GSoC'23 Week 1 & 2 : Adding demo and BISTs to ridge and implementing lasso regression.
This Blog contains the summary of the work I did in weeks 1 and 2.
Understanding the structure and codebase of Octave
Octave is a high-level interpreted language for Numerical analyses and statistical computing. Octave's basic functionalities can be extended by adding packages. Octave has more than 100 packages that can be loaded into the Octave interpreter and directly be used to perform Numerical computations and statistical analyses. Octave's syntax is largely compatible with MATLAB with minor differences.

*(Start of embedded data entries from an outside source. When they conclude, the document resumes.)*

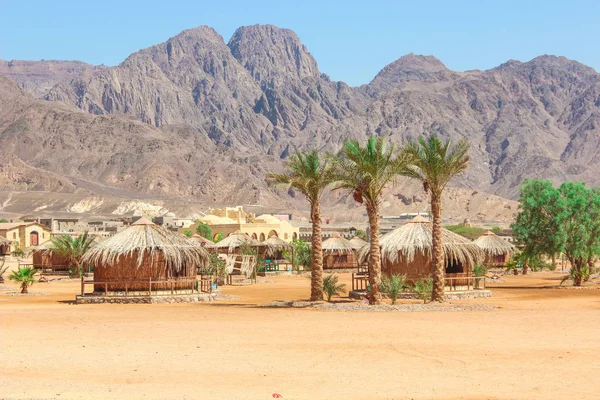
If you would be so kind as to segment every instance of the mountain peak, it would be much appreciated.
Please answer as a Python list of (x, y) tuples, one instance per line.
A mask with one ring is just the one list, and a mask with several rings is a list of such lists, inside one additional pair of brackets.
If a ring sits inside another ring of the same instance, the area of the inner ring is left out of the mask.
[(387, 65), (383, 71), (385, 71), (386, 68), (403, 70), (414, 69), (425, 72), (448, 71), (448, 68), (446, 68), (444, 63), (438, 58), (415, 53), (409, 53), (400, 57), (398, 60)]
[(298, 35), (274, 25), (238, 28), (229, 43), (233, 56), (266, 87), (320, 75), (317, 62)]

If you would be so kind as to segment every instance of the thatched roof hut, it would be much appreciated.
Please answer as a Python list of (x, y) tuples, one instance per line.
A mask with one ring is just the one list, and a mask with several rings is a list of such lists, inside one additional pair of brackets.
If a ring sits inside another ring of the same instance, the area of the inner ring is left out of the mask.
[[(94, 281), (110, 282), (108, 290), (147, 289), (147, 281), (158, 282), (152, 288), (161, 289), (160, 282), (179, 280), (175, 289), (190, 288), (196, 269), (208, 263), (208, 252), (194, 246), (185, 237), (140, 218), (129, 228), (91, 248), (83, 264), (94, 267)], [(144, 281), (146, 281), (144, 286)], [(163, 284), (164, 289), (171, 285)], [(101, 290), (98, 285), (95, 290)]]
[(333, 235), (323, 241), (323, 268), (340, 269), (357, 266), (354, 245), (340, 235)]
[(350, 243), (352, 243), (352, 246), (354, 247), (355, 250), (362, 249), (363, 246), (365, 246), (366, 244), (369, 244), (369, 242), (359, 238), (358, 236), (354, 236), (352, 239), (350, 239)]
[[(403, 274), (408, 279), (431, 275), (432, 224), (417, 216), (408, 223), (381, 237), (382, 272), (387, 275)], [(446, 274), (471, 276), (473, 265), (481, 262), (484, 253), (470, 240), (442, 229)], [(359, 256), (367, 259), (369, 248), (363, 247)]]
[(34, 268), (51, 269), (53, 271), (68, 271), (70, 261), (68, 257), (52, 251), (53, 241), (47, 240), (44, 243), (30, 247), (27, 250), (27, 256), (31, 255)]
[(235, 231), (225, 239), (215, 243), (212, 247), (221, 251), (227, 250), (229, 253), (234, 253), (236, 249), (244, 245), (260, 247), (261, 243), (256, 239), (252, 239), (252, 237), (244, 232)]
[(473, 243), (485, 252), (484, 263), (494, 267), (503, 267), (516, 250), (512, 243), (491, 231), (479, 236)]
[(277, 253), (281, 253), (283, 250), (291, 250), (292, 245), (277, 236), (271, 236), (267, 240), (261, 243), (264, 248), (265, 254), (274, 256)]

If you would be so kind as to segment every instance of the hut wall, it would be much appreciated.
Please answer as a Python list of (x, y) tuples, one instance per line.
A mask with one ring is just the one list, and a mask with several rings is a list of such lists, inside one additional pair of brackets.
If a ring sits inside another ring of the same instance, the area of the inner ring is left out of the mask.
[(356, 268), (358, 259), (356, 252), (327, 252), (323, 254), (323, 269)]
[(69, 260), (67, 257), (50, 250), (33, 252), (33, 267), (51, 269), (53, 271), (68, 271)]
[[(194, 265), (184, 265), (179, 271), (166, 267), (162, 253), (155, 252), (151, 256), (149, 252), (144, 253), (143, 262), (137, 265), (137, 253), (128, 256), (120, 256), (114, 264), (96, 264), (94, 266), (94, 281), (108, 282), (108, 291), (121, 292), (127, 290), (146, 291), (152, 279), (152, 290), (170, 290), (171, 283), (154, 283), (154, 281), (173, 280), (174, 290), (191, 289), (190, 280), (196, 278)], [(180, 282), (177, 282), (180, 280)], [(94, 285), (94, 290), (104, 291), (104, 284)]]
[(485, 252), (485, 265), (490, 267), (504, 268), (506, 267), (506, 263), (510, 261), (511, 254), (504, 253), (500, 255), (491, 255), (487, 251)]
[[(399, 255), (398, 260), (395, 262), (389, 262), (385, 259), (382, 260), (381, 272), (387, 276), (406, 275), (407, 280), (412, 283), (416, 280), (431, 276), (433, 273), (433, 264), (429, 256), (425, 255), (423, 252), (417, 252), (411, 262), (408, 262), (402, 255)], [(454, 260), (446, 261), (446, 277), (469, 277), (472, 274), (472, 265), (461, 264)]]

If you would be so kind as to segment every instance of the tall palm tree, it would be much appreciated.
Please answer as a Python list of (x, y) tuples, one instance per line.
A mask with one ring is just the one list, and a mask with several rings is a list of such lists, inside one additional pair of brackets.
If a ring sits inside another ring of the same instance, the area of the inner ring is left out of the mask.
[(380, 136), (371, 136), (364, 147), (356, 140), (344, 143), (335, 160), (335, 189), (346, 189), (354, 200), (365, 205), (369, 217), (369, 303), (381, 302), (381, 249), (379, 248), (379, 208), (385, 187), (407, 172), (410, 156), (396, 152)]
[(62, 235), (52, 241), (50, 250), (54, 251), (69, 260), (73, 268), (72, 275), (81, 275), (79, 264), (86, 251), (94, 243), (94, 237), (89, 236), (87, 232), (83, 235), (73, 238), (71, 235)]
[(442, 142), (437, 136), (421, 138), (418, 142), (409, 142), (405, 153), (413, 158), (412, 167), (406, 176), (423, 182), (423, 188), (430, 195), (431, 214), (433, 215), (433, 293), (432, 301), (444, 301), (444, 254), (442, 243), (442, 194), (446, 185), (456, 175), (464, 172), (470, 163), (469, 143), (462, 139), (455, 146), (450, 140)]
[(267, 175), (270, 185), (281, 185), (302, 193), (310, 204), (312, 222), (312, 268), (310, 299), (323, 300), (323, 250), (321, 244), (321, 197), (332, 183), (332, 167), (319, 159), (317, 150), (296, 152), (287, 163), (287, 171)]

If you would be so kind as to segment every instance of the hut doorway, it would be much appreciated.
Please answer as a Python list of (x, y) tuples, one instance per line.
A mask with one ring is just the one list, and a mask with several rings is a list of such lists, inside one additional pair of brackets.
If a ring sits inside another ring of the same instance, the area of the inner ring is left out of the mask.
[(261, 242), (264, 242), (264, 241), (265, 241), (265, 234), (264, 234), (264, 233), (261, 233), (261, 234), (260, 234), (260, 241), (261, 241)]
[(40, 244), (39, 234), (37, 233), (37, 231), (32, 231), (29, 234), (29, 246), (33, 247), (37, 246), (38, 244)]
[(446, 260), (446, 273), (447, 274), (462, 274), (466, 272), (463, 265), (455, 259)]
[(273, 237), (273, 236), (279, 237), (279, 235), (277, 234), (277, 231), (272, 230), (269, 232), (269, 237)]

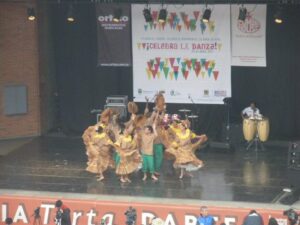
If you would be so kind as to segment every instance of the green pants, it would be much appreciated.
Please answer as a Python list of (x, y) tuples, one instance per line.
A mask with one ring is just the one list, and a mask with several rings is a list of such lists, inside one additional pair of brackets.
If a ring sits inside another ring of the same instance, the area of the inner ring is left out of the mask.
[(120, 158), (120, 155), (119, 155), (117, 152), (114, 152), (114, 155), (113, 155), (113, 157), (114, 157), (114, 160), (115, 160), (116, 166), (117, 166), (117, 165), (119, 165), (119, 163), (120, 163), (120, 160), (121, 160), (121, 158)]
[(154, 170), (160, 172), (161, 165), (164, 157), (164, 146), (163, 144), (154, 144)]
[(154, 173), (153, 155), (144, 155), (143, 154), (143, 172), (144, 173), (150, 172), (151, 174)]

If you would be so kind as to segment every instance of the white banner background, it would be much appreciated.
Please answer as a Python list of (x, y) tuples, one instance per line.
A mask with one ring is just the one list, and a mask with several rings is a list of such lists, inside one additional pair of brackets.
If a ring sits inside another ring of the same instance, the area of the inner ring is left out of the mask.
[[(201, 24), (204, 5), (132, 5), (133, 88), (135, 101), (165, 91), (168, 103), (223, 104), (231, 96), (230, 6), (214, 5), (209, 24)], [(208, 6), (210, 7), (210, 6)]]
[(266, 5), (247, 4), (245, 22), (238, 20), (239, 5), (231, 5), (233, 66), (266, 66)]

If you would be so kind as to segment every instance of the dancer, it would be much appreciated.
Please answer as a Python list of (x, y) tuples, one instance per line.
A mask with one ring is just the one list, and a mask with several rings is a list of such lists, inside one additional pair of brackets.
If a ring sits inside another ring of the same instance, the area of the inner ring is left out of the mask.
[[(89, 128), (88, 128), (89, 129)], [(99, 151), (95, 144), (95, 136), (98, 133), (98, 129), (104, 129), (102, 125), (100, 126), (93, 126), (93, 130), (89, 129), (88, 134), (84, 134), (84, 140), (87, 142), (87, 156), (88, 156), (88, 163), (86, 167), (86, 171), (90, 173), (98, 174), (98, 158), (99, 158)]]
[(106, 171), (108, 167), (114, 168), (111, 148), (113, 142), (101, 126), (98, 127), (97, 134), (93, 137), (93, 142), (98, 151), (97, 173), (99, 174), (99, 178), (97, 180), (102, 181), (104, 179), (103, 172)]
[[(86, 170), (89, 172), (91, 172), (90, 170), (95, 171), (91, 167), (95, 167), (95, 158), (98, 157), (97, 150), (92, 142), (92, 138), (97, 134), (96, 130), (99, 126), (101, 126), (105, 131), (107, 131), (107, 125), (109, 124), (112, 115), (113, 111), (111, 109), (105, 109), (101, 114), (100, 121), (93, 126), (89, 126), (82, 135), (82, 139), (86, 148), (86, 155), (88, 156)], [(90, 166), (90, 164), (92, 163), (93, 165)]]
[[(82, 135), (83, 143), (86, 149), (86, 155), (88, 157), (87, 166), (91, 164), (94, 157), (96, 157), (97, 151), (92, 146), (92, 137), (96, 134), (96, 126), (89, 126)], [(88, 168), (86, 168), (88, 170)]]
[(156, 132), (156, 120), (153, 123), (153, 127), (150, 125), (145, 126), (143, 132), (141, 132), (141, 152), (143, 157), (143, 181), (147, 179), (147, 173), (151, 174), (153, 180), (158, 180), (154, 175), (154, 158), (153, 158), (153, 142), (157, 137)]
[(158, 114), (157, 120), (156, 120), (156, 132), (157, 136), (154, 139), (154, 174), (155, 176), (160, 176), (160, 170), (163, 163), (164, 158), (164, 145), (163, 145), (163, 133), (164, 133), (164, 124), (163, 124), (163, 118), (165, 116), (164, 112), (156, 112)]
[(182, 179), (184, 175), (192, 176), (189, 172), (200, 169), (203, 162), (194, 154), (191, 142), (193, 133), (184, 122), (179, 124), (179, 129), (180, 132), (177, 132), (175, 141), (169, 145), (166, 151), (175, 156), (173, 165), (175, 168), (180, 168), (179, 178)]
[(129, 174), (138, 169), (141, 161), (140, 154), (137, 149), (136, 137), (132, 138), (132, 128), (126, 127), (123, 135), (115, 143), (117, 158), (119, 162), (116, 166), (116, 174), (120, 176), (122, 183), (131, 182)]

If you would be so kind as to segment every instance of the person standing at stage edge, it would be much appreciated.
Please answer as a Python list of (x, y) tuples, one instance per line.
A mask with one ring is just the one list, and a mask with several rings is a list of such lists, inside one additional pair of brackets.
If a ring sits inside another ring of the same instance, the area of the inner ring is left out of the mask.
[(245, 217), (243, 225), (263, 225), (263, 219), (255, 210), (251, 210)]
[(200, 208), (200, 216), (197, 218), (197, 225), (215, 225), (215, 220), (208, 214), (208, 208), (206, 206)]
[(69, 207), (63, 204), (61, 200), (55, 202), (55, 207), (57, 209), (55, 223), (57, 225), (71, 225), (71, 210)]

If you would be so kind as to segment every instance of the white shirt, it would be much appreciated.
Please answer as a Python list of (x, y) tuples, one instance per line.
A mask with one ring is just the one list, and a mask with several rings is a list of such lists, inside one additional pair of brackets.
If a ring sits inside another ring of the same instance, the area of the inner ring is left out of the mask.
[(260, 114), (259, 112), (259, 109), (258, 108), (255, 108), (255, 110), (253, 110), (250, 106), (245, 108), (243, 111), (242, 111), (243, 115), (247, 115), (248, 117), (261, 117), (262, 115)]

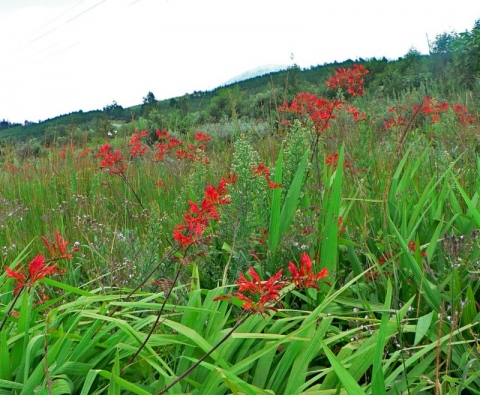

For my Project, I will be contributing to Octave's Statistics package. Functions are an integral part of Octave as they allow users to access necessary tools without hassle. All inbuilt functions are .m files within the package folder. Any new function added must be a separate file within the package folder, with the same name as the function. A complete implementation of a function contains the following :
License: User agreement and other information
Texinfo / Docstring: Help text with detailed information on the usage of the function and description of input-output variables. this serves as a guide for the user to understand the usage of function and parameter constraints.
Code: this block will contain the actual code of the function.
Demo: This Block contains examples of the usage of the function that serves as a demo for the usage of the function.
Output BISTs: Built-in Self Tests are self-tests performed by the internal tester of GNU Octave to check for Output for the input. BISTs are important since they indicate whether a function code is properly functioning as expected.
Input BISTs: These BISTs are to test the parameter checks of the function. A Proper function will return an Error for an invalid argument. these tests can range anywhere from checking the number of input arguments to the size and value of variables.
these parts serve as an essential component of a complete function. BISTs help in checking the integrity of the code.
Adding Demos and BISTs to the ridge function
I implemented a function ridge that performs ridge regression and returns the vector of coefficient estimates by applying ridge regression from the predictor matrix X to the response vector y. Each value returned corresponds to the respective ridge parameter in 'k'. Previously I added a Demo using the Acetylene dataset, to observe the change in ridge coefficient estimates. But first I had to fix the issue with the ridge that was returning wrong values of b while unscaling. this error was being produced due to element-wise multiplication instead matrix multiplication. replacing this fixed the problem with wrong values.
if (unscale)
b = b ./ repmat (stdx', 1, nk);
b = [mean(y)-m.*b; b]; ##removed this to
b = [mean(y)-m*b; b]; ## this
endif
Adding DEMO: I wrote another demo from carbig dataset to predict the MPG values using the acceleration, weight, Displacement and Horsepower values as predictors.
load carbig ## loading the dataset
X = [Acceleration Weight Displacement Horsepower];
y = MPG;
Next, we split the data into test and training datasets and predict the ridge coefficient for the training dataset and plot the line with the predicted ridge coefficient and the test set values of X.
Code in the GitHub repo of GNU Octave
Implementing lasso regression in octave
Lasso (Least Absolute Shrinkage and Selection Operator) is a very similar regression to ridge regression with the only difference being the penalty terms in the loss function.
In ridge regression
$$L_{ridge}(\beta) = \sum_{i=1}^{N} (y_i - \beta_0 - \sum_{j=1}^{p} \beta_j x_{ij})^2 + \lambda \sum_{j=1}^{p} \beta_j^2$$
In Lasso regression
$$L_{lasso}(\beta) = \sum_{i=1}^{N}(y_i - \hat{y}_i)^2 + \lambda \sum_{j=1}^{p}|\beta_j|$$
and Elastic Net combines the penalties of ridge regression and lasso to get the best of both worlds. Elastic Net aims at minimizing the following loss function:
$$L_{elastic net}(\beta) = \sum_{i=1}^{N} (y_i - \beta_0 - \sum_{j=1}^{p} \beta_j x_{ij})^2 + \lambda_1 \sum_{j=1}^{p} |\beta_j| + \lambda_2 \sum_{j=1}^{p} \beta_j^2$$
where α is the mixing parameter between ridge (α = 0) and lasso (α = 1).